Quel est le rôle du sélectionneur dans ces équipe ?

On a souvent dit qu’au Ghana, les joueurs étaient en autogestion et qu’Andre Ayew et Asamoah Gyan faisaient l'équipe. Mais je pense que même s’ils sont influents, Avram Grant a su apporter quelque chose à cette équipe. Il a amené de nouveaux joueurs dans l’équipe : Baba Ramane, Acquah, Appiah, ce n’est pas rien !

Quant à Hervé Renard, il est aussi très important, il a impulsé des changements tactiques en passant à une défense à trois. Lui aussi a fait confiance à des nouveaux, comme Kanon, Bailly ou le gardien Gbohouo. Il a redonné confiance à Serey Dié, qui n’avait pas été bon au Brésil, et à Yaya Touré, qui prend de l’influence et monte en puissance.

Concernant la compétition, pensez-vous que son l’image a été ternie par tous les incidents ?

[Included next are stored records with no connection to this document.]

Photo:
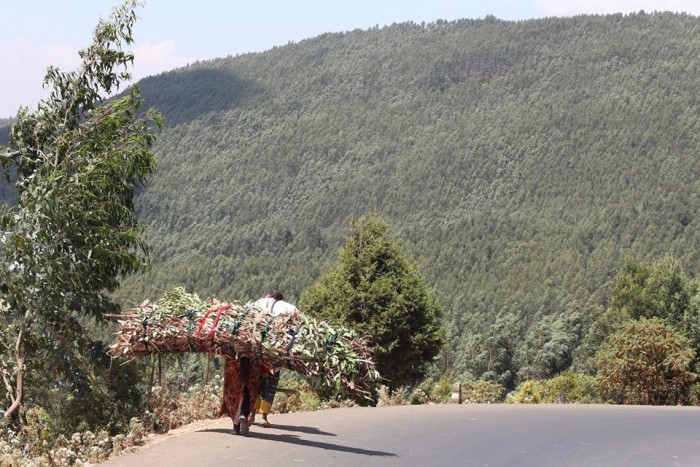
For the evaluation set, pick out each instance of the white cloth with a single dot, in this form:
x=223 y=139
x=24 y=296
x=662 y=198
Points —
x=274 y=307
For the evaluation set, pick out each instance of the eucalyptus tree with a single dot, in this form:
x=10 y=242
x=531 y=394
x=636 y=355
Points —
x=72 y=235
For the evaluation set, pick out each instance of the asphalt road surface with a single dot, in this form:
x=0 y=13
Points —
x=441 y=435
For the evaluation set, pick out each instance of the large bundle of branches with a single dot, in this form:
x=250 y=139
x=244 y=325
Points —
x=327 y=356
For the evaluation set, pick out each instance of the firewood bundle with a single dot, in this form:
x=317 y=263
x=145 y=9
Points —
x=327 y=356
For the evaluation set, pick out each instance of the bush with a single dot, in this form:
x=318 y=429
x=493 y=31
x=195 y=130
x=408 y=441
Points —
x=529 y=392
x=567 y=387
x=646 y=362
x=482 y=392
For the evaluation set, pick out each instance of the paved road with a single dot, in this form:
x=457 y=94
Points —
x=443 y=435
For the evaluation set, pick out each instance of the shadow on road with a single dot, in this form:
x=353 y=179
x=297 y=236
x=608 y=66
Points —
x=294 y=439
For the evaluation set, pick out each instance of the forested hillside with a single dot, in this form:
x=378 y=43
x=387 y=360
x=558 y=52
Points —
x=519 y=163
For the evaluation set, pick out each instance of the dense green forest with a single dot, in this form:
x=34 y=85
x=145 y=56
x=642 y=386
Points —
x=518 y=162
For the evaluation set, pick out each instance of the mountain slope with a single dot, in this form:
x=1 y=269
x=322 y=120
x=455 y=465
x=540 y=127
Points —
x=518 y=162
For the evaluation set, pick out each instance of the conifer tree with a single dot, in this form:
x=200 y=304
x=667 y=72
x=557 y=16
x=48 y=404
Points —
x=376 y=289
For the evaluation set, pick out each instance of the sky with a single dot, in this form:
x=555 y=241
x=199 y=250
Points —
x=35 y=34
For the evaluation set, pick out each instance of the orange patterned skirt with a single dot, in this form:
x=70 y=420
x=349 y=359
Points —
x=240 y=375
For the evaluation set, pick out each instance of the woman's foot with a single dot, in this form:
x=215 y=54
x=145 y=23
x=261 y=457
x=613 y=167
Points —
x=243 y=425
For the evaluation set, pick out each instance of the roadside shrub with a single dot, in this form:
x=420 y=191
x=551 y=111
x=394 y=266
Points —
x=482 y=392
x=646 y=362
x=529 y=392
x=567 y=387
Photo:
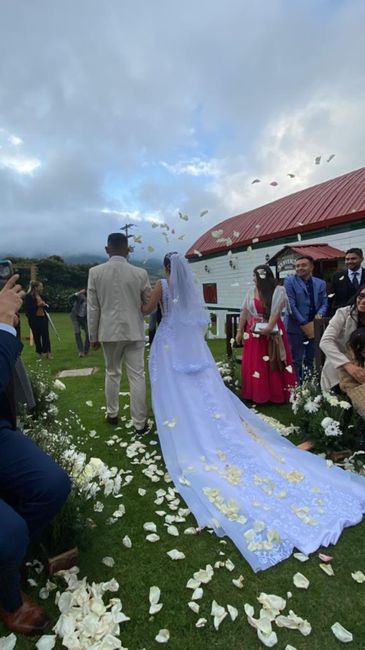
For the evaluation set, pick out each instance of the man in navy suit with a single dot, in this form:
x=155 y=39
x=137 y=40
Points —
x=345 y=283
x=308 y=300
x=32 y=486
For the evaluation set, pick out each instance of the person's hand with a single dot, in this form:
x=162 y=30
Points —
x=355 y=372
x=10 y=301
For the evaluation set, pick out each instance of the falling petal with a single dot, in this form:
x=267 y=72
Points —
x=341 y=633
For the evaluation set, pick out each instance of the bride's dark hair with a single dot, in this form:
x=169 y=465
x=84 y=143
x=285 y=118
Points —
x=167 y=261
x=266 y=284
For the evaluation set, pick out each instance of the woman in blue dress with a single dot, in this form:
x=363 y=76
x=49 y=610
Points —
x=236 y=473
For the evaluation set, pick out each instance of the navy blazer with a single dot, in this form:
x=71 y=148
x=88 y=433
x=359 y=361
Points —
x=10 y=348
x=299 y=301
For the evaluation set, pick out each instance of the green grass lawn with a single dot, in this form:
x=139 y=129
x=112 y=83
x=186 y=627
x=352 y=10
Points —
x=327 y=600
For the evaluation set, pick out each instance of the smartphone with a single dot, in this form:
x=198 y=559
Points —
x=6 y=270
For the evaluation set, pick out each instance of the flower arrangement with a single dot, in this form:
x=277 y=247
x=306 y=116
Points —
x=328 y=420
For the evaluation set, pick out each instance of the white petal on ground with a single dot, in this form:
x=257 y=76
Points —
x=197 y=594
x=172 y=530
x=301 y=557
x=341 y=633
x=163 y=636
x=300 y=581
x=46 y=642
x=194 y=607
x=358 y=576
x=327 y=568
x=174 y=554
x=233 y=612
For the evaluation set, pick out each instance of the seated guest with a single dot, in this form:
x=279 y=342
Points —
x=32 y=487
x=349 y=385
x=334 y=342
x=345 y=283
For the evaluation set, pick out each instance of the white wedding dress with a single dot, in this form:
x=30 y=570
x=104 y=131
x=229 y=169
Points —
x=236 y=473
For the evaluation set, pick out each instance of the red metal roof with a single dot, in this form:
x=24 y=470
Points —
x=339 y=200
x=317 y=251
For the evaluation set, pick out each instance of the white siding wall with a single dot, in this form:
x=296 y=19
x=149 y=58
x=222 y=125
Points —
x=232 y=284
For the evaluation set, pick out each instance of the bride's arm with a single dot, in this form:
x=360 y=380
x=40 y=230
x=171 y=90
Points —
x=154 y=299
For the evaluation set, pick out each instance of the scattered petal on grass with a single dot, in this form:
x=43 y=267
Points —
x=197 y=594
x=163 y=636
x=325 y=558
x=358 y=576
x=327 y=568
x=194 y=607
x=341 y=633
x=233 y=612
x=238 y=582
x=172 y=530
x=300 y=581
x=301 y=557
x=46 y=642
x=174 y=554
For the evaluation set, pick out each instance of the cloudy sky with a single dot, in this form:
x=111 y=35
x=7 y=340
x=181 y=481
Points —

L’image de la CAN est toujours "bizarre" aux yeux des non-Africains. Mais ils oublient ce qu’il se passe dans les autres compétitions. C’était un gros challenge à relever pour la Guinée équatoriale d’organiser ce tournoi dans un délai aussi court. Beaucoup se plaignent des conditions d’accueil, mais c’est souvent comme ça à la CAN : l’hébergement n’est pas toujours 5 étoiles, parfois le bus n’a pas la clim’, parfois il tombe en panne !

L’image du tournoi a été ternie, mais pas gâchée. Il y a eu le scandale du penalty sifflé contre la Tunisie, puis les incidents lors du match Ghana-Guinée équatoriale et c’est triste de voir ça. Le foot doit rester une fête et c’est valable partout.

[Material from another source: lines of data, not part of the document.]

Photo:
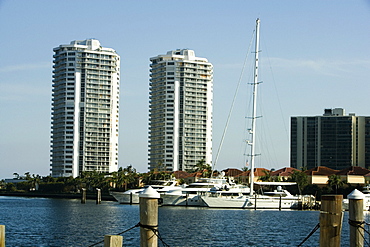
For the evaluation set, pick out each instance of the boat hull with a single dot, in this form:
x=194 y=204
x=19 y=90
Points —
x=182 y=200
x=245 y=202
x=125 y=198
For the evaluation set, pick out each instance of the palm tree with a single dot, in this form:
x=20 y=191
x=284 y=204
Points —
x=336 y=182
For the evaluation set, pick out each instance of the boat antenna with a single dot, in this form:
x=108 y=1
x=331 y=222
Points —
x=254 y=111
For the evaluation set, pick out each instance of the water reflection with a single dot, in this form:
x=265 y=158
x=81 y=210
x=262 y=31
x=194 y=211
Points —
x=59 y=222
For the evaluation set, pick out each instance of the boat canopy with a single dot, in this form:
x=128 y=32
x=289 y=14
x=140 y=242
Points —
x=276 y=183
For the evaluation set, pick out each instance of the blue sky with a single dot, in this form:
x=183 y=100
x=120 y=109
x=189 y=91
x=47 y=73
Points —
x=315 y=55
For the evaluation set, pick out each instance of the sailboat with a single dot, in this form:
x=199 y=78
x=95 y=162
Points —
x=277 y=199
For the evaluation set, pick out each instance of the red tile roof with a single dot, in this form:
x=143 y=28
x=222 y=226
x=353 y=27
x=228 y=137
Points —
x=181 y=174
x=258 y=172
x=284 y=172
x=232 y=172
x=354 y=170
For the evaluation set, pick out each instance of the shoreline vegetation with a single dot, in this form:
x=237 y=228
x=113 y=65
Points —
x=127 y=178
x=30 y=194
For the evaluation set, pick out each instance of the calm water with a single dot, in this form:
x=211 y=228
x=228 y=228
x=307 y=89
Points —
x=61 y=222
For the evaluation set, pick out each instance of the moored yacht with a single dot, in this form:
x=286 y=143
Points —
x=132 y=196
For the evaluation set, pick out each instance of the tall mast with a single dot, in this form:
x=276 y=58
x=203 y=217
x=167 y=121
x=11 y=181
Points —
x=254 y=112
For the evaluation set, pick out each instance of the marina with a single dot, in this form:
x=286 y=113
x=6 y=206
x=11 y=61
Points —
x=67 y=222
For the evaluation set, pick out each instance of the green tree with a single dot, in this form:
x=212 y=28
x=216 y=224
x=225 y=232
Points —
x=335 y=182
x=300 y=178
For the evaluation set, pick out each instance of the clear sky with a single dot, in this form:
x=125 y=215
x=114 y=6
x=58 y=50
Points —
x=315 y=55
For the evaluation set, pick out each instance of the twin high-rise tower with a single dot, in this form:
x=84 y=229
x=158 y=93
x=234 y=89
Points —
x=85 y=110
x=180 y=119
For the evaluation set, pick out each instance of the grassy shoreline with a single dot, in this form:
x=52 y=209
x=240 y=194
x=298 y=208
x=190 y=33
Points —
x=104 y=197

J’étais triste pour les joueurs équato-guinéens, qui ont vu une frange de leur public prendre à partie les supporters ghanéens. La Guinée équatoriale est déjà assez critiquée par ailleurs, en dehors du sport, et la population n’a pas besoin de ça. Ça laisse un goût amer, mais ça ne doit pas gâcher le tournoi, qui va nous offrir une belle finale.